Robotic technology is the only way to reach deep shipwrecks like the one at Chios, but the systems can also be applied to shallower sites.

Most human diving time on archaeological sites is consumed with basic mapping tasks. Typically it takes hundreds of diving hours over several years to make a site plan using tape measures and clipboards. The new robotic techniques produce results very quickly. Robotic vehicles can map and create a photomosaic of a site with quantifiable accuracy in as little as a few hours.

As soon as SeaBED brought the first images from the Chios wreck to the surface, project archaeologists began interpreting the data. The images were assembled into mosaics that depict minute features of the shipwreck with unmatched clarity and detail.

“By using this technology, diving archeologists will be freed from routine measuring and sketching tasks, and instead can concentrate on the things people do better than robots: excavation and data interpretation,” contends Singh, an engineering and imaging scientist. “With repeated performances, we’ll be able to survey shipwrecks faster and with greater accuracy than ever before.”

The historic value in ships,such as the Chios wreck is the information they provide about ancient trade networks. The wreck is “like a buried UPS truck,” said David Mindell, a professor of engineering history and systems at MIT. “It provides a wealth of information that helps us figure out networks based on the contents of the truck.”

The island of Chios was famous throughout the Classical Greek world for its wine. Athens was its largest customer, but Chios sold its products in markets as far flung as the Crimea and Cyprus. Foley said the wreck’s cargo is the largest assemblage of Chian amphoras found to date, and provides valuable data about the volume of ancient trade.  The team’s 2005 survey showed that despite the turmoil of the Peloponnesian War and subsequent break-up of the Athenian empire, Chios was still engaged in trade in the 4th century B.C.

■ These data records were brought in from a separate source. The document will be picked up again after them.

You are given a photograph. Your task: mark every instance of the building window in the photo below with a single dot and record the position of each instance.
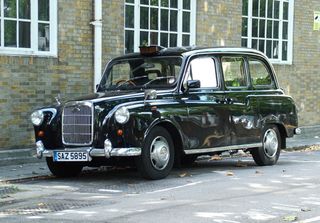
(28, 27)
(168, 23)
(267, 25)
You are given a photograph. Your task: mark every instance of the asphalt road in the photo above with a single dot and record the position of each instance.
(228, 190)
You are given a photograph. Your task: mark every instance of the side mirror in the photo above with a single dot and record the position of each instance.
(193, 84)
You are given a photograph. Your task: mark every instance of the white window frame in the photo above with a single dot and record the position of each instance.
(290, 21)
(137, 29)
(33, 50)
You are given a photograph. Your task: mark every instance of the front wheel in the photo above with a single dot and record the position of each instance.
(63, 169)
(269, 153)
(157, 156)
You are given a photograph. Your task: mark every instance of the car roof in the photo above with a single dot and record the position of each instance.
(193, 50)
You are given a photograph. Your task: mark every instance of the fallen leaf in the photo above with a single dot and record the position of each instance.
(241, 164)
(230, 173)
(290, 218)
(305, 209)
(183, 175)
(215, 157)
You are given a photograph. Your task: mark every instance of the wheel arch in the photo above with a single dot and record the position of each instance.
(174, 133)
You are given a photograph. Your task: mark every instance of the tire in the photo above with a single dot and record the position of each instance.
(63, 169)
(157, 155)
(269, 153)
(188, 160)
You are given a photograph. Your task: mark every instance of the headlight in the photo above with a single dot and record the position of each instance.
(37, 117)
(122, 115)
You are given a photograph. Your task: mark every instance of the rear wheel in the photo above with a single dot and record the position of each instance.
(269, 153)
(157, 156)
(63, 169)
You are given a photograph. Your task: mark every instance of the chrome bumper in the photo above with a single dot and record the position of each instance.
(106, 152)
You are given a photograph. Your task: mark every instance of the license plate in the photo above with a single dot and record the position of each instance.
(70, 156)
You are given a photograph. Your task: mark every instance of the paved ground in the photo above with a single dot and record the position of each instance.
(227, 190)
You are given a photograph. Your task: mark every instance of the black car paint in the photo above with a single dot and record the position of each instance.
(201, 118)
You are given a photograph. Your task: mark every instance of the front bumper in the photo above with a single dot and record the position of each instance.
(106, 152)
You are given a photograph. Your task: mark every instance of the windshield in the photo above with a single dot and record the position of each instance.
(134, 73)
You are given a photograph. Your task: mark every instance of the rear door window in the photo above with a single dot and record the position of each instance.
(204, 70)
(234, 72)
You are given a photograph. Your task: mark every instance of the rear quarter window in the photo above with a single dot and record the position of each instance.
(260, 74)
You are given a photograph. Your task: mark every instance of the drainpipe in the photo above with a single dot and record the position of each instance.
(97, 23)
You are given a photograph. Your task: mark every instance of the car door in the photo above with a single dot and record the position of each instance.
(241, 102)
(207, 124)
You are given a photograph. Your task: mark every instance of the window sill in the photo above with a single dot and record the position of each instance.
(15, 52)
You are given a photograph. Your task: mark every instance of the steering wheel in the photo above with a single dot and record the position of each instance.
(123, 81)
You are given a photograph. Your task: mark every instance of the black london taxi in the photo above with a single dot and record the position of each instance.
(166, 106)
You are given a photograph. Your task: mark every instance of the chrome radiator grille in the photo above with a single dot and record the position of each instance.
(77, 123)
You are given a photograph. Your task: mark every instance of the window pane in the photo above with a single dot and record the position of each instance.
(165, 3)
(275, 49)
(164, 19)
(285, 30)
(261, 45)
(244, 42)
(270, 8)
(129, 16)
(144, 2)
(44, 37)
(154, 18)
(203, 69)
(173, 40)
(245, 7)
(153, 38)
(285, 10)
(259, 73)
(164, 39)
(144, 38)
(186, 4)
(262, 8)
(185, 40)
(275, 29)
(186, 22)
(233, 72)
(129, 36)
(173, 20)
(276, 9)
(269, 48)
(262, 28)
(255, 27)
(284, 50)
(24, 9)
(43, 10)
(269, 29)
(154, 2)
(254, 44)
(144, 17)
(255, 7)
(10, 33)
(244, 31)
(24, 34)
(10, 8)
(174, 3)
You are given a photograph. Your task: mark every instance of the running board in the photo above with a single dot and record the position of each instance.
(223, 148)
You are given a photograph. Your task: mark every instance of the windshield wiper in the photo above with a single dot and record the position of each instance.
(131, 79)
(157, 79)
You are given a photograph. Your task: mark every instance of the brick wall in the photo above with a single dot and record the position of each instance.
(28, 82)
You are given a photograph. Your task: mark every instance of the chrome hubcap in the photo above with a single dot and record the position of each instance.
(159, 153)
(270, 143)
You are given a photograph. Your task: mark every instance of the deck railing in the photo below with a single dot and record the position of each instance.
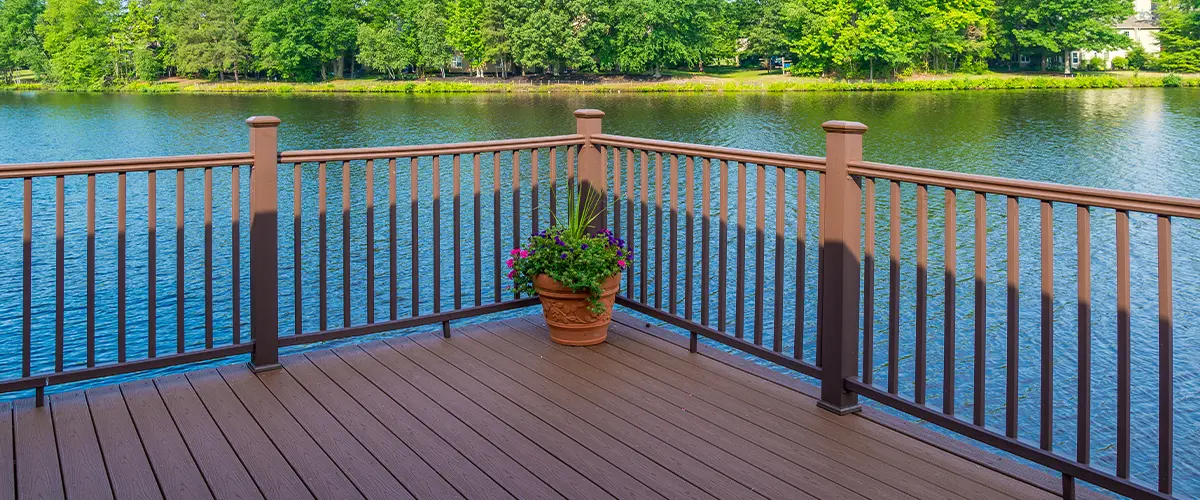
(773, 297)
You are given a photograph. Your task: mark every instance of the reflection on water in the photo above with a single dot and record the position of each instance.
(1134, 139)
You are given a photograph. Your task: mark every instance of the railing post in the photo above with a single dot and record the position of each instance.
(841, 266)
(592, 175)
(264, 270)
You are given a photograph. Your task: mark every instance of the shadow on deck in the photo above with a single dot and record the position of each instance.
(495, 411)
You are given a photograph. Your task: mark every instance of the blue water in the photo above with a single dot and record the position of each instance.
(1140, 139)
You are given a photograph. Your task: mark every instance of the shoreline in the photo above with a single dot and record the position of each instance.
(439, 86)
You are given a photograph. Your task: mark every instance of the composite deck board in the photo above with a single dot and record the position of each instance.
(749, 462)
(271, 473)
(172, 461)
(359, 465)
(129, 468)
(407, 467)
(588, 435)
(83, 465)
(316, 469)
(550, 469)
(495, 411)
(223, 471)
(37, 457)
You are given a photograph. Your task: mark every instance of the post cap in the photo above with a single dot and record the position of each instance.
(263, 121)
(840, 126)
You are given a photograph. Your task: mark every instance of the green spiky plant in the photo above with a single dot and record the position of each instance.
(570, 254)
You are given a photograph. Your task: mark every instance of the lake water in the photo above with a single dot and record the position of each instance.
(1133, 139)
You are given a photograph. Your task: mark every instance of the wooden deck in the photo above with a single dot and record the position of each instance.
(496, 411)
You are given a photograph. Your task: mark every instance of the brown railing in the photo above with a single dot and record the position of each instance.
(653, 187)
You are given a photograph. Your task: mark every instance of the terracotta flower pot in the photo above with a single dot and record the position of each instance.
(567, 311)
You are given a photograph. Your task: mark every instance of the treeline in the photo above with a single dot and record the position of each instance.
(93, 43)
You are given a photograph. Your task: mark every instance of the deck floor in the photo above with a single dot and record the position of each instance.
(495, 411)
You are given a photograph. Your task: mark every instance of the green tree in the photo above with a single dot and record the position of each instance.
(77, 36)
(210, 38)
(19, 43)
(1059, 26)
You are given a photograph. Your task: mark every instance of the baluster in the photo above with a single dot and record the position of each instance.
(922, 355)
(1084, 247)
(981, 309)
(1123, 344)
(1014, 303)
(951, 247)
(1047, 410)
(894, 288)
(1165, 357)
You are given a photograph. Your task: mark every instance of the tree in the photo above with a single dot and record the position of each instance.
(1180, 37)
(210, 38)
(1059, 26)
(19, 43)
(77, 37)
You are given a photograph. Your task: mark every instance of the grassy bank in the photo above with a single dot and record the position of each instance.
(677, 85)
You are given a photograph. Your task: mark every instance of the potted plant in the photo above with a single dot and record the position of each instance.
(575, 271)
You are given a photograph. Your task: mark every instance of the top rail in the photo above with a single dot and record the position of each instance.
(1092, 197)
(306, 156)
(727, 154)
(48, 169)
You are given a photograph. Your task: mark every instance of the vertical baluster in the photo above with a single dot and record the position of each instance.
(496, 221)
(673, 247)
(643, 257)
(415, 293)
(535, 203)
(553, 185)
(91, 270)
(370, 197)
(705, 223)
(1123, 344)
(1047, 410)
(894, 288)
(437, 234)
(456, 190)
(235, 251)
(922, 291)
(208, 259)
(629, 220)
(346, 244)
(1084, 247)
(479, 229)
(780, 217)
(658, 232)
(723, 181)
(689, 230)
(869, 283)
(27, 307)
(760, 252)
(323, 251)
(1165, 357)
(516, 205)
(151, 265)
(179, 261)
(1014, 303)
(981, 309)
(739, 297)
(393, 267)
(120, 264)
(802, 224)
(949, 342)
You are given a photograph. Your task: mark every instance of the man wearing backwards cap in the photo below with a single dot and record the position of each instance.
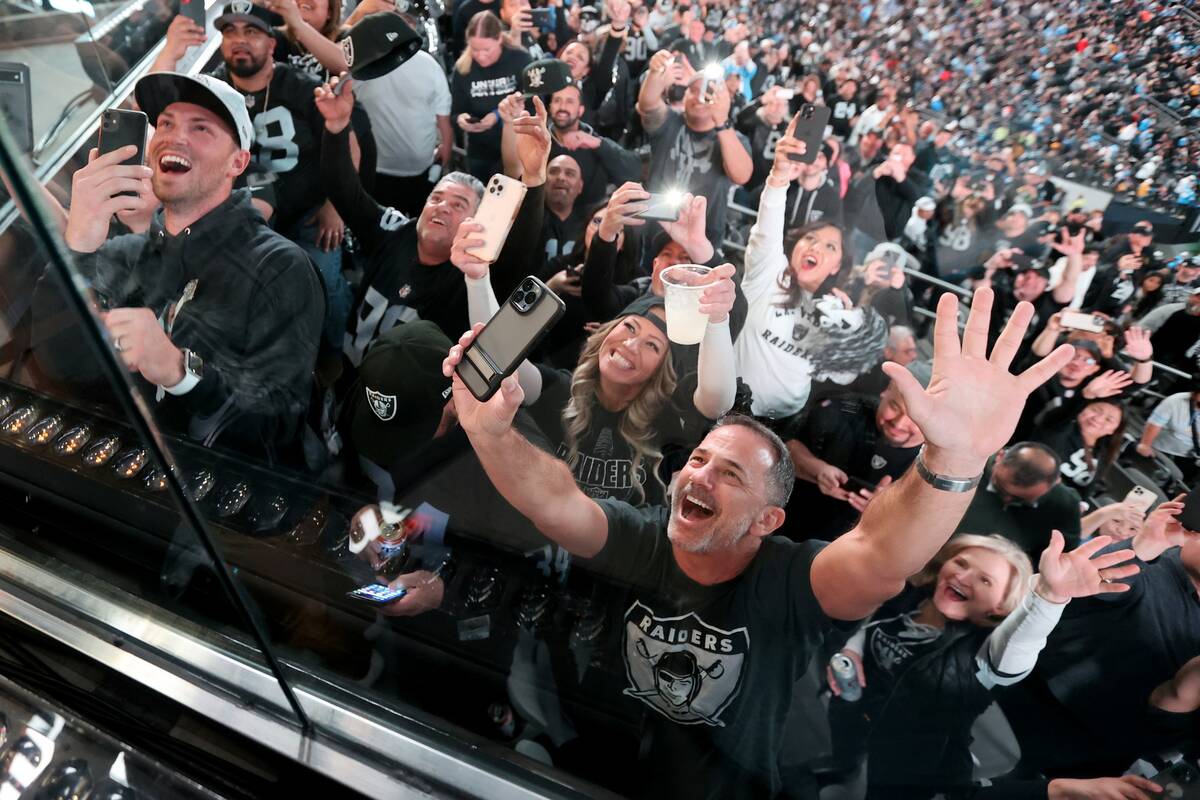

“Our technologies allow us to learn about the past in ways that we couldn’t achieve otherwise,” Foley said. “We’re not looking for footnotes any more. We’re looking to write new chapters, and are convinced that in 10 to 15 years using these methods, we will have changed history.”

The team’s research program is scheduled to last ten years or more and is focused on uncovering sites dating to the dawn of civilization in the Mediterranean: the Bronze Age (2500 to 1200 B.C.), and Minoan and Mycenaean cultures and their trading partners.

“We’re looking forward to continuing the project next summer,” HCMR geologist Dimitris Sakellariou said.  “We will be exploring many more sites using new chemical sensors to collect environmental data about the shipwrecks, something that has not been done before. It is a very exciting collaboration. ”

In addition to Foley, Singh, and Mindell, the American team for the Chios expedition included Brian Bingham of Franklin W. Olin College of Engineering; Richard Camilli, Ryan Eustice, and Chris Roman from WHOI; and David C. Switzer of Plymouth State University. HCMR geologist Dimitris Sakellariou led the Greek science and technical team, while Katerina Delaporta, Director of the Ministry of Culture’s Ephorate of Underwater Antiquities, headed the Greek archaeology team.

The team presented preliminary results at the November 2005 American Schools of Oriental Research conference in Philadelphia.